On Thu, 8 Aug 2024 06:57:28 GMT, Jatin Bhateja <jbhat...@openjdk.org> wrote:

> Hi All,
> 
> As per the discussion on panama-dev mailing list[1], patch adds the support 
> for following new two vector permutation APIs.
> 
> 
> Declaration:-
>     Vector<E>.selectFrom(Vector<E> v1, Vector<E> v2)
> 
> 
> Semantics:-
>     Using index values stored in the lanes of "this" vector, assemble the 
> values stored in first (v1) and second (v2) vector arguments. Thus, first and 
> second vector serves as a table, whose elements are selected based on index 
> value vector. API is applicable to all integral and floating-point types.  
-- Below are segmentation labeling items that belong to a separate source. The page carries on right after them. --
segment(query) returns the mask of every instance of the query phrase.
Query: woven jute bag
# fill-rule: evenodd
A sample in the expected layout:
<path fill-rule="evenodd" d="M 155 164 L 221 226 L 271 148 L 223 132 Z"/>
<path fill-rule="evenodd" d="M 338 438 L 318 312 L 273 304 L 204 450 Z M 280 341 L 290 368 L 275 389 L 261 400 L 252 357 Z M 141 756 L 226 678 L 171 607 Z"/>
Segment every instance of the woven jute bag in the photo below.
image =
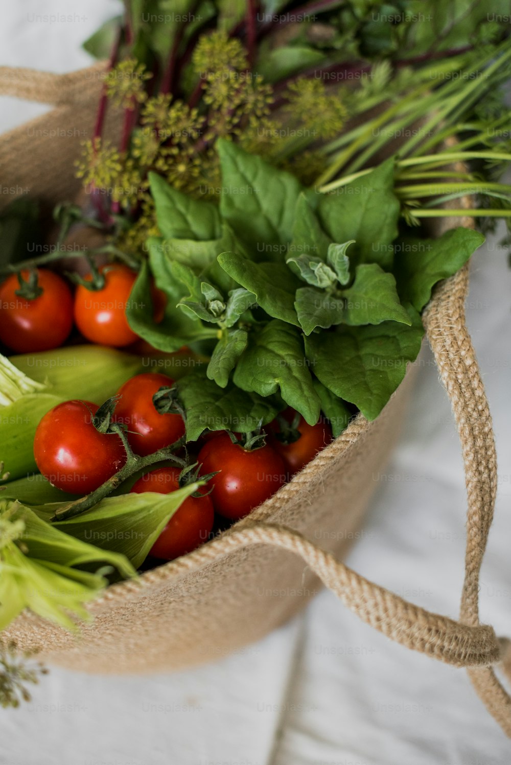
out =
<path fill-rule="evenodd" d="M 0 138 L 0 173 L 12 194 L 50 210 L 79 184 L 73 161 L 91 134 L 105 65 L 66 75 L 0 68 L 0 94 L 53 105 L 43 117 Z M 116 139 L 119 114 L 104 135 Z M 470 226 L 459 219 L 444 222 Z M 5 631 L 43 660 L 94 672 L 189 667 L 262 637 L 307 603 L 322 583 L 362 620 L 392 640 L 466 667 L 490 713 L 511 736 L 511 698 L 494 668 L 509 673 L 507 639 L 480 624 L 479 572 L 496 488 L 492 423 L 464 318 L 467 269 L 440 284 L 424 324 L 457 425 L 468 509 L 465 577 L 458 621 L 408 603 L 340 560 L 362 519 L 399 429 L 411 371 L 373 422 L 361 415 L 301 473 L 248 517 L 195 552 L 109 588 L 90 604 L 79 636 L 24 612 Z M 226 626 L 228 629 L 226 629 Z"/>

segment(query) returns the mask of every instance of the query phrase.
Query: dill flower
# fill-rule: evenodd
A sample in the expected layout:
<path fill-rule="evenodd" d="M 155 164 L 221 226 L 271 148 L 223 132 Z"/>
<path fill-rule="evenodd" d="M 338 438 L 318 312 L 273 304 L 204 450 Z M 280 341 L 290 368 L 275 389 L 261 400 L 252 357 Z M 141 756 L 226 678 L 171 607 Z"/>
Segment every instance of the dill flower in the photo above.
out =
<path fill-rule="evenodd" d="M 151 166 L 160 151 L 160 140 L 156 131 L 148 127 L 134 131 L 131 151 L 132 155 L 142 165 Z"/>
<path fill-rule="evenodd" d="M 118 63 L 105 79 L 106 93 L 113 103 L 124 109 L 135 109 L 136 103 L 147 99 L 144 83 L 152 77 L 143 63 L 129 58 Z"/>
<path fill-rule="evenodd" d="M 122 170 L 121 156 L 109 141 L 100 138 L 82 142 L 82 158 L 75 161 L 76 177 L 83 178 L 84 186 L 109 188 Z"/>
<path fill-rule="evenodd" d="M 286 111 L 317 138 L 331 138 L 340 131 L 346 107 L 337 93 L 328 93 L 320 80 L 302 77 L 288 86 Z"/>
<path fill-rule="evenodd" d="M 202 35 L 194 50 L 192 64 L 197 73 L 202 74 L 226 70 L 242 71 L 247 68 L 248 61 L 246 51 L 239 41 L 216 30 Z"/>

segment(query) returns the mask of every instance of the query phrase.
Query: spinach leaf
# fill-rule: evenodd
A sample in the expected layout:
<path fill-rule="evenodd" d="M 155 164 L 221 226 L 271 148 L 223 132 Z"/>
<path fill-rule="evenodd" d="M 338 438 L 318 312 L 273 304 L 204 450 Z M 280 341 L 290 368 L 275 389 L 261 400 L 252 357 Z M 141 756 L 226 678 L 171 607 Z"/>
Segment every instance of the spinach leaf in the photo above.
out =
<path fill-rule="evenodd" d="M 408 306 L 412 326 L 384 321 L 343 327 L 305 338 L 307 356 L 318 379 L 333 393 L 375 419 L 405 376 L 424 334 L 421 317 Z"/>
<path fill-rule="evenodd" d="M 279 270 L 278 263 L 254 263 L 236 252 L 222 252 L 218 262 L 226 273 L 255 295 L 267 314 L 298 326 L 294 305 L 298 280 L 284 264 Z"/>
<path fill-rule="evenodd" d="M 379 324 L 389 321 L 412 324 L 399 302 L 395 279 L 376 263 L 357 265 L 355 281 L 343 295 L 347 300 L 343 321 L 347 324 Z"/>
<path fill-rule="evenodd" d="M 296 291 L 295 308 L 306 335 L 317 327 L 328 329 L 344 321 L 344 301 L 314 287 L 301 287 Z"/>
<path fill-rule="evenodd" d="M 289 245 L 288 253 L 298 252 L 324 258 L 331 241 L 321 228 L 309 197 L 302 192 L 296 203 L 293 239 Z"/>
<path fill-rule="evenodd" d="M 242 390 L 272 396 L 280 390 L 287 404 L 315 425 L 320 401 L 312 384 L 301 337 L 290 324 L 274 319 L 249 337 L 233 382 Z"/>
<path fill-rule="evenodd" d="M 222 334 L 211 354 L 207 374 L 220 388 L 225 388 L 229 376 L 246 348 L 248 334 L 245 330 L 229 330 Z"/>
<path fill-rule="evenodd" d="M 233 142 L 222 139 L 216 145 L 222 170 L 223 217 L 252 249 L 288 244 L 302 190 L 298 181 Z"/>
<path fill-rule="evenodd" d="M 149 186 L 156 206 L 156 221 L 164 239 L 220 239 L 222 228 L 216 205 L 178 191 L 157 173 L 149 173 Z"/>
<path fill-rule="evenodd" d="M 392 158 L 321 197 L 317 205 L 321 225 L 334 242 L 355 239 L 350 250 L 354 262 L 376 262 L 385 269 L 392 262 L 399 208 Z"/>
<path fill-rule="evenodd" d="M 347 427 L 351 419 L 351 412 L 344 402 L 328 388 L 325 388 L 317 378 L 314 377 L 312 382 L 321 402 L 321 412 L 330 421 L 334 438 L 337 438 Z"/>
<path fill-rule="evenodd" d="M 133 331 L 154 347 L 169 352 L 196 340 L 216 337 L 215 329 L 203 327 L 193 314 L 185 315 L 177 308 L 182 292 L 171 272 L 171 264 L 161 252 L 157 249 L 150 252 L 149 257 L 156 285 L 167 295 L 167 305 L 162 321 L 157 324 L 154 319 L 151 272 L 148 263 L 144 262 L 126 305 L 126 317 Z"/>
<path fill-rule="evenodd" d="M 202 372 L 194 372 L 177 382 L 187 412 L 187 439 L 197 441 L 206 428 L 248 433 L 259 423 L 266 425 L 285 405 L 278 396 L 263 399 L 240 390 L 232 382 L 220 388 Z"/>
<path fill-rule="evenodd" d="M 298 255 L 286 260 L 293 273 L 313 287 L 331 287 L 337 281 L 337 274 L 329 265 L 310 255 Z"/>
<path fill-rule="evenodd" d="M 329 263 L 335 271 L 337 280 L 341 285 L 347 285 L 350 281 L 350 259 L 346 254 L 346 251 L 355 239 L 350 239 L 343 244 L 332 244 L 328 246 L 327 250 L 327 262 Z"/>
<path fill-rule="evenodd" d="M 484 236 L 471 229 L 446 231 L 437 239 L 402 241 L 395 256 L 394 273 L 402 301 L 421 311 L 437 282 L 455 274 L 484 242 Z"/>

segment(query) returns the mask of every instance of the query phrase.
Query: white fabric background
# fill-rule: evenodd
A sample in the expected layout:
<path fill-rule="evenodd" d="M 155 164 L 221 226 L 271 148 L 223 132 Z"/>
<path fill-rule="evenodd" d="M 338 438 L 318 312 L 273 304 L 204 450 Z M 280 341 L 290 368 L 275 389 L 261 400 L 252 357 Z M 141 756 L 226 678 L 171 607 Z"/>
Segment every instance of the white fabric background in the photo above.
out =
<path fill-rule="evenodd" d="M 86 65 L 80 44 L 114 0 L 18 0 L 0 11 L 0 64 Z M 71 21 L 39 17 L 66 14 Z M 2 99 L 0 129 L 43 108 Z M 501 235 L 503 233 L 503 228 Z M 468 322 L 495 424 L 496 519 L 482 619 L 511 635 L 511 271 L 498 237 L 474 258 Z M 403 435 L 349 564 L 457 616 L 465 496 L 457 437 L 428 351 Z M 229 625 L 226 624 L 226 630 Z M 177 674 L 103 678 L 52 669 L 0 711 L 2 765 L 493 765 L 511 746 L 463 670 L 392 643 L 322 592 L 305 612 L 227 659 Z"/>

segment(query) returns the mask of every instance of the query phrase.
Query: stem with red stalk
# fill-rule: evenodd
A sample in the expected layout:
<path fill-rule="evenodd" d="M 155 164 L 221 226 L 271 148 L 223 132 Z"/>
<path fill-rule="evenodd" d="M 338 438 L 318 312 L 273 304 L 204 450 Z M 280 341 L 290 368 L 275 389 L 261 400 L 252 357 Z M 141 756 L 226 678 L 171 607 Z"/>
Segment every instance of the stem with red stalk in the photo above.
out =
<path fill-rule="evenodd" d="M 197 10 L 197 5 L 199 5 L 198 0 L 192 4 L 187 16 L 188 18 L 193 17 Z M 172 43 L 172 47 L 171 49 L 171 53 L 168 57 L 168 63 L 167 64 L 167 68 L 163 76 L 163 80 L 161 80 L 161 85 L 160 86 L 160 93 L 172 93 L 174 94 L 174 86 L 176 83 L 176 73 L 177 71 L 178 59 L 177 54 L 179 52 L 179 47 L 183 41 L 183 35 L 186 29 L 187 22 L 182 21 L 177 29 L 176 30 L 176 34 L 174 37 L 174 42 Z"/>
<path fill-rule="evenodd" d="M 255 2 L 246 0 L 246 50 L 249 66 L 252 69 L 255 60 L 257 28 L 255 24 Z"/>

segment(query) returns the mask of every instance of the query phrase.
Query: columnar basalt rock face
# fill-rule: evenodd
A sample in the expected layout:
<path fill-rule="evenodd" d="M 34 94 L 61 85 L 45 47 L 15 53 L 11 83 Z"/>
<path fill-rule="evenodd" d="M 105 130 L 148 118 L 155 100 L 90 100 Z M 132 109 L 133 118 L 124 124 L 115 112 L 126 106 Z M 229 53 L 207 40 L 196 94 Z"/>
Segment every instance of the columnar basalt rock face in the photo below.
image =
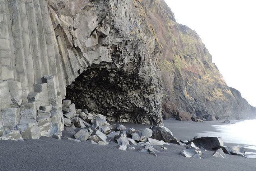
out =
<path fill-rule="evenodd" d="M 164 118 L 175 117 L 182 111 L 205 118 L 256 117 L 256 108 L 227 86 L 196 32 L 177 23 L 164 0 L 137 1 L 163 48 L 158 64 Z"/>
<path fill-rule="evenodd" d="M 162 123 L 160 48 L 135 5 L 0 0 L 2 139 L 60 137 L 61 100 L 74 81 L 68 95 L 78 106 L 110 120 Z"/>

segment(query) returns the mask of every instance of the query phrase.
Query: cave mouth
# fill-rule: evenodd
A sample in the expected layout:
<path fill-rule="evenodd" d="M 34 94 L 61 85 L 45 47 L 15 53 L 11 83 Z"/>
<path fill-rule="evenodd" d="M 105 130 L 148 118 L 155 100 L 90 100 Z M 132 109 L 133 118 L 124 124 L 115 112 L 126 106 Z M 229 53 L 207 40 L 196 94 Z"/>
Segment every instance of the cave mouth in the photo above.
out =
<path fill-rule="evenodd" d="M 77 108 L 104 115 L 110 122 L 159 124 L 162 118 L 148 112 L 152 102 L 144 97 L 144 83 L 138 74 L 94 65 L 66 87 L 66 98 Z"/>

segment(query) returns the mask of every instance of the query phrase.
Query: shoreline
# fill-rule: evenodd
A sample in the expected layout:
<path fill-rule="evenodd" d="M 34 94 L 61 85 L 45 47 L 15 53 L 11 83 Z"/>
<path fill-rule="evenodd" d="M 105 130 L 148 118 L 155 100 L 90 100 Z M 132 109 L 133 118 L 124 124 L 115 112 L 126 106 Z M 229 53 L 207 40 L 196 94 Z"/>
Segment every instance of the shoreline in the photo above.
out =
<path fill-rule="evenodd" d="M 212 123 L 213 121 L 209 122 Z M 181 140 L 194 138 L 194 133 L 197 131 L 213 130 L 212 127 L 209 126 L 211 122 L 191 123 L 172 120 L 164 122 L 174 136 Z M 136 129 L 151 126 L 121 123 Z M 190 128 L 188 130 L 188 127 Z M 191 171 L 213 171 L 225 169 L 226 171 L 250 171 L 256 168 L 255 158 L 227 155 L 227 158 L 216 157 L 212 156 L 214 151 L 202 151 L 201 159 L 186 158 L 180 155 L 186 147 L 174 144 L 163 146 L 167 150 L 162 149 L 161 146 L 154 146 L 159 151 L 156 152 L 157 156 L 153 156 L 136 151 L 120 150 L 117 149 L 118 144 L 113 142 L 105 146 L 92 144 L 88 141 L 76 142 L 67 139 L 72 137 L 74 131 L 66 128 L 62 132 L 61 140 L 42 137 L 36 140 L 0 141 L 1 168 L 6 171 L 115 169 L 183 171 L 189 169 Z M 227 144 L 224 143 L 224 145 Z M 132 146 L 136 149 L 139 148 L 138 146 Z"/>

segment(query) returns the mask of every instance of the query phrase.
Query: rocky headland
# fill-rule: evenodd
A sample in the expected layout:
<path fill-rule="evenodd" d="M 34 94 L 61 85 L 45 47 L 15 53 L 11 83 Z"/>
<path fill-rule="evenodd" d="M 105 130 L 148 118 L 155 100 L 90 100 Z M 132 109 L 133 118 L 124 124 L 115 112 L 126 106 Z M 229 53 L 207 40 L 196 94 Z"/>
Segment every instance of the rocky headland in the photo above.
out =
<path fill-rule="evenodd" d="M 187 157 L 247 157 L 220 137 L 178 140 L 163 126 L 171 118 L 256 118 L 163 0 L 0 0 L 0 23 L 1 140 L 48 137 L 154 156 L 173 145 Z"/>

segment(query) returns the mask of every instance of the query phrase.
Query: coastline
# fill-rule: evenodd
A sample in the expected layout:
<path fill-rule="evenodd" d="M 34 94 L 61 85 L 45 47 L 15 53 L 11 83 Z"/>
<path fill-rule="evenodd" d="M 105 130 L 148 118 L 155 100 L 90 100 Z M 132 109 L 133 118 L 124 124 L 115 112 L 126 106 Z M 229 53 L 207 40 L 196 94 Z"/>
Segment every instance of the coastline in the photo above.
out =
<path fill-rule="evenodd" d="M 164 121 L 174 135 L 181 140 L 192 138 L 196 131 L 214 131 L 204 123 Z M 150 127 L 130 123 L 121 123 L 135 129 Z M 216 124 L 219 124 L 218 122 Z M 178 126 L 177 125 L 178 125 Z M 188 128 L 189 129 L 188 130 Z M 202 130 L 203 129 L 203 130 Z M 67 140 L 73 136 L 72 130 L 63 131 L 61 140 L 42 137 L 37 140 L 0 141 L 1 148 L 0 165 L 3 170 L 172 170 L 192 171 L 215 170 L 251 171 L 256 168 L 255 158 L 227 155 L 228 158 L 213 157 L 213 151 L 203 151 L 202 159 L 180 156 L 185 147 L 170 144 L 154 146 L 159 152 L 157 156 L 135 151 L 122 151 L 118 145 L 110 142 L 107 146 L 92 144 L 89 142 L 78 142 Z M 186 137 L 187 138 L 185 138 Z M 225 145 L 227 145 L 226 143 Z M 136 147 L 136 146 L 134 146 Z"/>

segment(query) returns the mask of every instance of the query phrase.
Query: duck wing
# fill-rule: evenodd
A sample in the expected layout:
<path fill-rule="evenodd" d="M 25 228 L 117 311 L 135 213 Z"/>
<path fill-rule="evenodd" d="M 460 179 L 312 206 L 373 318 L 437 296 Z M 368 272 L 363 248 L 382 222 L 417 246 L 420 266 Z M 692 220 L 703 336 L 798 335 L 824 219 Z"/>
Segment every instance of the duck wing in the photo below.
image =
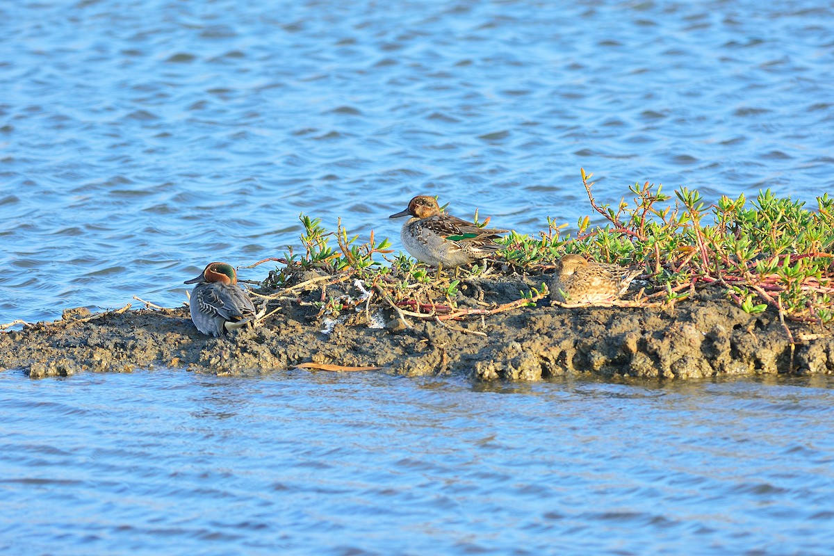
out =
<path fill-rule="evenodd" d="M 202 313 L 217 315 L 230 321 L 247 318 L 254 313 L 255 308 L 252 300 L 238 286 L 213 286 L 201 289 L 196 296 L 195 301 Z"/>
<path fill-rule="evenodd" d="M 507 232 L 497 228 L 479 228 L 475 223 L 449 214 L 430 217 L 424 219 L 420 224 L 445 239 L 459 243 L 485 241 Z"/>

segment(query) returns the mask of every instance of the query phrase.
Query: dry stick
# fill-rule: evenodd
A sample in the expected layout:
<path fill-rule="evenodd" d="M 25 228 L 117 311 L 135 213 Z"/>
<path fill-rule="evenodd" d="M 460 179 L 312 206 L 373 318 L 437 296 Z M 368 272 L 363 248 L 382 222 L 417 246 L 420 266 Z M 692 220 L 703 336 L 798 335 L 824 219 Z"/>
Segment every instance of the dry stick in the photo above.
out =
<path fill-rule="evenodd" d="M 605 217 L 605 219 L 609 220 L 615 226 L 616 226 L 617 228 L 622 228 L 623 225 L 620 223 L 620 220 L 616 217 L 614 217 L 613 218 L 611 218 L 611 216 L 610 214 L 608 214 L 607 213 L 605 213 L 605 211 L 602 210 L 602 208 L 600 208 L 596 204 L 596 202 L 594 200 L 594 195 L 590 193 L 590 186 L 592 186 L 594 184 L 594 182 L 591 182 L 590 183 L 588 183 L 588 178 L 590 178 L 590 176 L 593 176 L 594 174 L 591 173 L 591 174 L 586 175 L 585 173 L 585 168 L 580 168 L 580 172 L 581 176 L 582 176 L 582 185 L 585 186 L 585 190 L 586 192 L 588 192 L 588 199 L 590 201 L 590 206 L 593 207 L 594 210 L 595 210 L 597 213 L 599 213 L 602 216 Z"/>
<path fill-rule="evenodd" d="M 405 328 L 410 328 L 411 323 L 409 323 L 409 321 L 405 318 L 404 312 L 401 308 L 397 307 L 397 304 L 391 300 L 391 298 L 389 298 L 388 294 L 385 293 L 385 291 L 382 289 L 381 287 L 376 284 L 374 284 L 374 289 L 375 289 L 377 293 L 382 296 L 382 298 L 384 299 L 388 303 L 388 304 L 391 306 L 391 308 L 394 309 L 394 313 L 397 313 L 397 317 L 399 318 L 399 320 L 403 321 L 403 323 L 405 324 Z"/>
<path fill-rule="evenodd" d="M 365 323 L 368 324 L 368 328 L 370 328 L 370 310 L 369 307 L 370 306 L 370 298 L 374 297 L 374 288 L 372 287 L 368 290 L 368 298 L 365 299 Z"/>
<path fill-rule="evenodd" d="M 155 303 L 152 303 L 149 301 L 145 301 L 142 298 L 140 298 L 138 296 L 136 296 L 136 295 L 133 296 L 133 299 L 136 299 L 137 301 L 141 301 L 142 303 L 143 303 L 145 304 L 145 308 L 152 308 L 152 307 L 153 308 L 155 308 L 155 309 L 164 309 L 165 308 L 164 307 L 159 307 L 158 305 L 157 305 Z"/>
<path fill-rule="evenodd" d="M 781 306 L 781 297 L 776 298 L 776 301 L 779 303 L 779 322 L 781 323 L 782 328 L 785 328 L 785 332 L 787 333 L 787 338 L 791 341 L 791 363 L 788 364 L 787 372 L 793 373 L 793 351 L 796 347 L 796 343 L 793 341 L 793 334 L 791 333 L 791 329 L 787 328 L 787 324 L 785 323 L 785 311 L 782 309 Z"/>
<path fill-rule="evenodd" d="M 122 314 L 125 311 L 130 308 L 130 303 L 128 303 L 120 309 L 116 309 L 115 311 L 105 311 L 104 313 L 98 313 L 90 317 L 85 317 L 84 318 L 75 318 L 70 322 L 72 323 L 87 323 L 91 320 L 95 320 L 96 318 L 101 318 L 102 317 L 108 314 Z"/>
<path fill-rule="evenodd" d="M 461 320 L 464 317 L 467 317 L 469 315 L 494 315 L 505 311 L 510 311 L 515 308 L 524 307 L 528 303 L 535 303 L 544 298 L 545 295 L 543 293 L 536 293 L 531 298 L 522 298 L 521 299 L 510 301 L 510 303 L 499 305 L 494 309 L 461 309 L 456 313 L 440 315 L 437 318 L 440 320 Z"/>
<path fill-rule="evenodd" d="M 258 293 L 256 292 L 249 292 L 249 293 L 252 293 L 252 294 L 254 294 L 254 295 L 255 295 L 255 296 L 257 296 L 257 297 L 259 297 L 259 298 L 263 298 L 264 299 L 275 299 L 275 298 L 277 298 L 284 295 L 284 293 L 289 293 L 289 292 L 293 291 L 294 289 L 298 289 L 299 288 L 304 288 L 305 286 L 309 286 L 310 284 L 314 284 L 314 283 L 316 283 L 318 282 L 321 282 L 322 280 L 329 280 L 329 279 L 331 279 L 333 278 L 333 276 L 334 275 L 331 275 L 331 274 L 328 274 L 326 276 L 317 276 L 314 278 L 310 278 L 309 280 L 305 280 L 304 282 L 301 282 L 299 283 L 295 284 L 294 286 L 290 286 L 289 288 L 284 288 L 284 289 L 282 289 L 280 291 L 278 291 L 278 292 L 275 292 L 274 293 L 270 293 L 269 295 L 264 295 L 263 293 Z M 340 278 L 340 279 L 343 279 L 343 278 Z"/>

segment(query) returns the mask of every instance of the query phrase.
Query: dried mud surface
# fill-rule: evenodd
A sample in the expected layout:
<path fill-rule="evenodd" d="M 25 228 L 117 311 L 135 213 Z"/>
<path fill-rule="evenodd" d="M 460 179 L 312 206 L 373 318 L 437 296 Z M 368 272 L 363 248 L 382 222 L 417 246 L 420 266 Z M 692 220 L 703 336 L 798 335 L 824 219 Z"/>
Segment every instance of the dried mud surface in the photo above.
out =
<path fill-rule="evenodd" d="M 507 303 L 540 278 L 470 280 L 455 301 L 460 307 Z M 341 288 L 344 293 L 356 293 L 354 286 Z M 483 301 L 478 303 L 476 294 Z M 311 298 L 318 288 L 299 295 Z M 789 324 L 796 342 L 791 363 L 791 344 L 775 313 L 749 315 L 715 290 L 700 291 L 673 309 L 566 308 L 542 300 L 536 307 L 484 319 L 448 322 L 454 328 L 410 318 L 407 328 L 389 308 L 375 309 L 387 327 L 371 328 L 364 309 L 363 303 L 359 310 L 344 312 L 325 334 L 317 308 L 285 301 L 264 326 L 222 338 L 198 333 L 187 308 L 95 315 L 70 310 L 62 320 L 0 333 L 0 369 L 23 369 L 33 378 L 158 366 L 248 374 L 315 362 L 379 366 L 381 372 L 412 376 L 451 373 L 479 380 L 585 373 L 669 378 L 834 373 L 830 328 Z"/>

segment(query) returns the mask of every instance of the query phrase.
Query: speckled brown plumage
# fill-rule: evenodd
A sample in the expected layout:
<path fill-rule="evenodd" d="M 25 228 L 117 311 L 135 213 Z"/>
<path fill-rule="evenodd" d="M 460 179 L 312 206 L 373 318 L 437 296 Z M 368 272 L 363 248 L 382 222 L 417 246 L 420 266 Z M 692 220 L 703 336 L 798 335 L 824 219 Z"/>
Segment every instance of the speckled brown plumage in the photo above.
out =
<path fill-rule="evenodd" d="M 639 273 L 639 270 L 589 263 L 581 255 L 567 254 L 556 261 L 556 272 L 548 287 L 551 299 L 598 303 L 621 296 Z"/>

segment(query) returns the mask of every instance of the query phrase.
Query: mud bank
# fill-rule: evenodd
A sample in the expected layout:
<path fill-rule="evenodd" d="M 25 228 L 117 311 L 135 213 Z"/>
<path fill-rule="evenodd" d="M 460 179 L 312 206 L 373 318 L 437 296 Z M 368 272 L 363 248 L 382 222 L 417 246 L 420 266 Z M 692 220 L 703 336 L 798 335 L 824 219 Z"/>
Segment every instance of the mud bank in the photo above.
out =
<path fill-rule="evenodd" d="M 540 279 L 519 276 L 471 280 L 454 300 L 459 307 L 495 307 L 538 283 Z M 351 291 L 355 285 L 334 288 L 342 288 L 339 294 L 358 294 Z M 344 311 L 334 323 L 325 321 L 317 316 L 319 308 L 298 303 L 304 295 L 318 296 L 317 288 L 275 302 L 279 310 L 263 326 L 223 338 L 199 333 L 186 308 L 93 318 L 86 310 L 65 312 L 60 321 L 0 334 L 0 368 L 22 368 L 33 378 L 158 366 L 245 374 L 308 362 L 480 380 L 583 373 L 669 378 L 834 373 L 830 328 L 789 323 L 791 358 L 791 341 L 776 313 L 749 315 L 717 290 L 701 290 L 673 308 L 567 308 L 541 300 L 536 307 L 464 321 L 408 318 L 408 328 L 394 309 L 376 304 L 379 299 L 367 313 L 363 303 Z M 322 332 L 330 327 L 329 333 Z"/>

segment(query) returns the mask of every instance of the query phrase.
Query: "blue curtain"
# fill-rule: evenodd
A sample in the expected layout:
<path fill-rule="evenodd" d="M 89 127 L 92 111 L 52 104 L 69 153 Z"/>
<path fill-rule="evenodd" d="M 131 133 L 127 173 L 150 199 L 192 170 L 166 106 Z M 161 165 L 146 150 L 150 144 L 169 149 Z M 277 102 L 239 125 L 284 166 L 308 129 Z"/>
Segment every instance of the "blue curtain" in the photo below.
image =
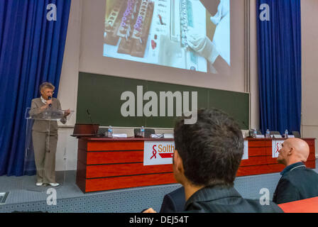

> The result of this operation is semantically equivalent to expression 
> v1.rearrange(this.toShuffle(), v2). Values held in index vector lanes must 
> lie within valid two vector index range [0, 2*VLEN) else an 
> IndexOutOfBoundException is thrown.  
> 
> Summary of changes:
> -  Java side implementation of new selectFrom API.
> -  C2 compiler IR and inline expander changes.
> -  In absence of direct two vector permutation instruction in target ISA, a 
> lowering transformation dismantles new IR into constituent IR supported by 
> target platforms. 
> -  Optimized x86 backend implementation for AVX512 and legacy target.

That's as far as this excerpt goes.